Paul Wilbur: An open-air SUV?
ASC, of Southgate, Mich., makes convertibles for the Toyota Camry Solara and is ramping up for the launch of the convertible version of the Mitsubishi Eclipse. It also produces 42 subassemblies on the Chevrolet SSR, including the retractable hardtop.
The company halted production of convertible tops at its plant here for a few minutes on July 13 to celebrate the production of ASC's 1 millionth convertible over 23 years.
Industry Editor David Barkholz talked with ASC CEO Paul Wilbur.
What's the future of four-door convertibles?
Four-door convertibles haven't been done since the Lincoln Continental back in the mid-'60s. Because of the long wheelbase, many manufacturers didn't think it was technically possible. A long-wheelbase car, when you take the roof off it, has a lot of structural problems that need to be solved.
The ASC Helios (shown at the Detroit auto show in January) is all about proving to the auto manufacturers that we have the structural solutions so a four-door car could come back into the market.

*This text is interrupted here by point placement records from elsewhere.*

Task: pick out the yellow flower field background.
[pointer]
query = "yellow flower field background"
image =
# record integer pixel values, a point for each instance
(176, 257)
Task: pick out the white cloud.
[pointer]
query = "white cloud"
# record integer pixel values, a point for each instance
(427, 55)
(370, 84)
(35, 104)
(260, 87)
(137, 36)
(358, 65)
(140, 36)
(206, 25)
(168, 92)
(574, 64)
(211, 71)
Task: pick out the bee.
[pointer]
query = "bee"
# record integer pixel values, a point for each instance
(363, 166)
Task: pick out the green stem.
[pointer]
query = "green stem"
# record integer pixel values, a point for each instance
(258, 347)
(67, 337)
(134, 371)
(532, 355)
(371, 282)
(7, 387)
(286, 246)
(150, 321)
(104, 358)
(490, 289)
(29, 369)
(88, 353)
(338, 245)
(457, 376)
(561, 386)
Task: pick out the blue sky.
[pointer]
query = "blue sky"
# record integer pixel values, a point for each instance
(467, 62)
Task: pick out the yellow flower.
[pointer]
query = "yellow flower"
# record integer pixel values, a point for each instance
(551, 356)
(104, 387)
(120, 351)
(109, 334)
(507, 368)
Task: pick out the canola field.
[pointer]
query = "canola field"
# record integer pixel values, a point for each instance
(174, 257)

Why would four-door convertibles sell?
It's all about the baby boomers right now. They are reaching the age where they are empty nesters. The kids are through college or they are out of the home. And baby boomers in particular like to socialize in couples. We see two series of couples having some fun. They are very active. And there's a group of those who would be energized by a four-door convertible.

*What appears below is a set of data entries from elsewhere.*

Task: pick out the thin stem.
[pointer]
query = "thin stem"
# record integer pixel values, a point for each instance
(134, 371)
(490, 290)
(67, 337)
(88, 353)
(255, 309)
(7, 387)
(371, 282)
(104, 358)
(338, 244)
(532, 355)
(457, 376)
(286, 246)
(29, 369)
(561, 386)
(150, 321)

What can we look for in the convertible market over the next two to three years?
The convertible market has been changing. For many years, the convertible market has been on a very slow growth curve. Six percent growth in this past year is pretty healthy. What we really see happening is a lot more diversity of what a convertible is. I predict in the next few years we'll have a convertiblelike SUV. We'll have minivans with much more open-air expression. We'll have crossover vehicles where you can get wind in your hair and sun in your eyes.
Is the automakers' push toward flexible manufacturing - where they build different models on a single line - changing the market for niche vehicle manufacturers such as ASC?

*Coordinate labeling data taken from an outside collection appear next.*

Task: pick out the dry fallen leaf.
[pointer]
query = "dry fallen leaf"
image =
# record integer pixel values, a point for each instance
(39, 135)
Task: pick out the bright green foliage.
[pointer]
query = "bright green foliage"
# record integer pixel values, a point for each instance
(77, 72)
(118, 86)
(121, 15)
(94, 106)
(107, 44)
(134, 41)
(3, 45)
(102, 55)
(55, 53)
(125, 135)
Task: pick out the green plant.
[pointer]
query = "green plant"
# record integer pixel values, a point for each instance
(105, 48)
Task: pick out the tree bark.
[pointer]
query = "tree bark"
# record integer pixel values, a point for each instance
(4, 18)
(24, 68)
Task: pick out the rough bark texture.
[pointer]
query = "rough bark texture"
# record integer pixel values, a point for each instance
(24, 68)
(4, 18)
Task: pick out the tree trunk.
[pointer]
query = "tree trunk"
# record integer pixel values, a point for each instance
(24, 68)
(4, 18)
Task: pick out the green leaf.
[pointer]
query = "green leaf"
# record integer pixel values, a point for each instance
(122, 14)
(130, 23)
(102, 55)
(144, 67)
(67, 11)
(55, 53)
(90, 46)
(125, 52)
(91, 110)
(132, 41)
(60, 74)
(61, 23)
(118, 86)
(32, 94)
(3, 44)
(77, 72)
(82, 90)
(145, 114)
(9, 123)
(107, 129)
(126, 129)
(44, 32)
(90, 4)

There's still a place for low-volume specialty manufacturers. With the flexibility, it means they can bring more high-volume opportunities into the plant.
What does the future hold for you in terms of manufacturing full cars?
We have some negotiations under way right now for additional vehicles beyond what we are doing on the Chevy SSR. But the SSR as a business model has legs. We think in the U.S. there'll be more opportunities for doing car buildup like that.
What's your time frame?
The next three to five years.
What are your financial challenges?
Capital for growth. When we get involved in a project like SSR, putting up facilities, assembly plants - and often we have customers who want us to take on some of that investment ourselves - that eats up capital. We have pretty good capital partners, so we're in good shape. Private placement will not be a problem for us. But it does have to be justified project by project. Capital is our No. 1 inhibitor.